Back to square one on minimum wage
A year has passed since the introduction of Hong Kong's first legally binding minimum hourly rate of pay and there can be no quibbling that its effects have been positive. Surveys show the wages of about 70 per cent of low-income workers and their families have risen, leading to five to 10 per cent across-the-board increases for the general workforce. But legislation in itself is not the be-all and end-all of such a process - it has to be vigorously enforced and wage levels have to be regularly reviewed and updated. Nor should we forget that this is only the first stage of improving employment terms and conditions for all in our city.

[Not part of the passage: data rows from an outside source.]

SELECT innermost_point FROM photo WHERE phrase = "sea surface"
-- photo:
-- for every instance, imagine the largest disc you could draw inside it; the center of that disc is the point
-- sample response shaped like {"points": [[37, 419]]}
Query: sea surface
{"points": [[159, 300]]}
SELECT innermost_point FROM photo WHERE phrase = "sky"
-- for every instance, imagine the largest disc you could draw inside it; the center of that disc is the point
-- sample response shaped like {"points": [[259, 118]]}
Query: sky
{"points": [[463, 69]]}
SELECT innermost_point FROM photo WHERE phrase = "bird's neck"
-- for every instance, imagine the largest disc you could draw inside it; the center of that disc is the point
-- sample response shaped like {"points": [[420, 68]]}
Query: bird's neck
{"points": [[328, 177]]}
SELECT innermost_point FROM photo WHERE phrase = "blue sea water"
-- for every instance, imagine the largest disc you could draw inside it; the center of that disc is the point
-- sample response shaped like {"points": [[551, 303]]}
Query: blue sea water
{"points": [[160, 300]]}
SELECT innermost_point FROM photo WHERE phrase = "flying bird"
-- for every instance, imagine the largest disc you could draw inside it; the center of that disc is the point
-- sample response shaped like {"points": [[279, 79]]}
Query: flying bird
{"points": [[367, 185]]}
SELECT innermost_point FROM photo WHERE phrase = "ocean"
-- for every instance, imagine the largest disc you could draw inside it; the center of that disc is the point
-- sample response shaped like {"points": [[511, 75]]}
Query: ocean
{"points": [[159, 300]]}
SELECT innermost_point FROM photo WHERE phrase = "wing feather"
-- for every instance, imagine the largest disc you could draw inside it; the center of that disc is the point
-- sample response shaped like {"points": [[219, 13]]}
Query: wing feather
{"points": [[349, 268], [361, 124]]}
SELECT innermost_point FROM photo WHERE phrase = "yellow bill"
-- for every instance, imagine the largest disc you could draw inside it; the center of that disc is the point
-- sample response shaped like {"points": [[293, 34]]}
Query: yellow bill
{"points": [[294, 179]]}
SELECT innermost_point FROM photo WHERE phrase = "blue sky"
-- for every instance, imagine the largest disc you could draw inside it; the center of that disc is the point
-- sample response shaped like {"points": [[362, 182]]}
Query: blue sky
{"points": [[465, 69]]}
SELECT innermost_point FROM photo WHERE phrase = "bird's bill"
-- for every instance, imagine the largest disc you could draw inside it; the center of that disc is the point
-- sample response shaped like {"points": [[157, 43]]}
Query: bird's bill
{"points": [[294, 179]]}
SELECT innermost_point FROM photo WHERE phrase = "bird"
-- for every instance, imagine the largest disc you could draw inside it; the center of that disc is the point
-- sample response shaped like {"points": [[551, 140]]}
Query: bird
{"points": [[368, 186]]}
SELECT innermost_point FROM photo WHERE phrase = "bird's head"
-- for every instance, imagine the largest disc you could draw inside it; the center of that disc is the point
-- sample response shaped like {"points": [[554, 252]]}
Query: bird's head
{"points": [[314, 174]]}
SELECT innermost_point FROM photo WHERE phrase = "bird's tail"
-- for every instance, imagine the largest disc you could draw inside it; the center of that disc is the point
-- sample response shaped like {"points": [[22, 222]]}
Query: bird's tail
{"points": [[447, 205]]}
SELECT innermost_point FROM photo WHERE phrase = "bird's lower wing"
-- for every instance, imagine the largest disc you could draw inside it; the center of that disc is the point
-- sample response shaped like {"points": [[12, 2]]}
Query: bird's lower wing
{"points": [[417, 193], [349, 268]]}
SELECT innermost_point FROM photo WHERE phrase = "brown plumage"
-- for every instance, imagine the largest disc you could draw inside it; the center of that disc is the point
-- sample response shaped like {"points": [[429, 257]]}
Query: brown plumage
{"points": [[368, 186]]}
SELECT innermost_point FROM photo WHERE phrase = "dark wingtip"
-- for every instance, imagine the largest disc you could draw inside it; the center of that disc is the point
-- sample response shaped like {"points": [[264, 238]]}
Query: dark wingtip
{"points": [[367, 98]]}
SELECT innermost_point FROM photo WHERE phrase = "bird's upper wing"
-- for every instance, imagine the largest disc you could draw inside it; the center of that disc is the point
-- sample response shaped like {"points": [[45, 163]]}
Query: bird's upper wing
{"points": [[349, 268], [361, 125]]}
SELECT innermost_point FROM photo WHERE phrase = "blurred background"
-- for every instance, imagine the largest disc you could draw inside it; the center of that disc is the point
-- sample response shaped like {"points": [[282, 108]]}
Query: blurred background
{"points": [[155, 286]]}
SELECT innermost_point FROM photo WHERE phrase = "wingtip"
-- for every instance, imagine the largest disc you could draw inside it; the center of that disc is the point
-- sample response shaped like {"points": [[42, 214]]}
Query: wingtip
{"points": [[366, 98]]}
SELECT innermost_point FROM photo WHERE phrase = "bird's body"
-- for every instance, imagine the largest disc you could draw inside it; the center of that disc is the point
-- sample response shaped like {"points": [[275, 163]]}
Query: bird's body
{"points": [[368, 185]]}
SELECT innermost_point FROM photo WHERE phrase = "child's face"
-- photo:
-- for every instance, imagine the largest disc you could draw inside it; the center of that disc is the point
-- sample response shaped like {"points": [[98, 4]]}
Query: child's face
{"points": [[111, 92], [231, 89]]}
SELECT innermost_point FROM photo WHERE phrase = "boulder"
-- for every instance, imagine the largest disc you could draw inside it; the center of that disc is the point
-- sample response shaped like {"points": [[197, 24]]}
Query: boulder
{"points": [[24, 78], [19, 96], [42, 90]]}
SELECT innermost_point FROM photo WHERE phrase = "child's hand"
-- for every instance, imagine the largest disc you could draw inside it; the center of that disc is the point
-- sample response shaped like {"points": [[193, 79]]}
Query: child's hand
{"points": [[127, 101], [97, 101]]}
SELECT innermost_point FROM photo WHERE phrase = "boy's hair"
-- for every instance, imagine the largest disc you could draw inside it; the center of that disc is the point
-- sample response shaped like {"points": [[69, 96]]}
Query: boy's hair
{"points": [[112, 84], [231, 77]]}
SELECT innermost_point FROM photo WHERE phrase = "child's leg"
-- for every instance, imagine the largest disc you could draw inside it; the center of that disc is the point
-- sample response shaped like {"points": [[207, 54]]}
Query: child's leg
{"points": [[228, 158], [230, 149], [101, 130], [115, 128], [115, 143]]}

Years of bitter negotiations between employers and workers led to the agreed rate of HK$28 an hour. The large-scale job losses and company closures predicted by bosses, especially those running small and medium-sized firms, never happened. To the contrary, there has been an increased demand for staff. Better wages and a healthy job market are not cause for complacency, though. Hong Kong will not progress, nor will the lives of its people improve, without earnings keeping pace with costs.
Despite the lessons learned, it feels as though we are back to square one as negotiations for a review gather steam. Unions and employee groups are seeking a rise in the hourly rate to between HK$33 and HK$35, while employees are again making dire warnings of company failures and lay-offs should such levels be adopted. There is certainly a limit to how much smaller firms can absorb wage increases, so striking a balance is important. It must not be done at the expense of the most vulnerable in the workforce, though - the elderly, disabled and women.
Thousands of workers continue to be underpaid. The worth of the law will be diminished unless greater effort is put into catching and punishing employers caught flouting the rules. Fair and reasonable wages have to be paid. While levels are being reviewed, we should consider moving on to the next target - maximum weekly working hours.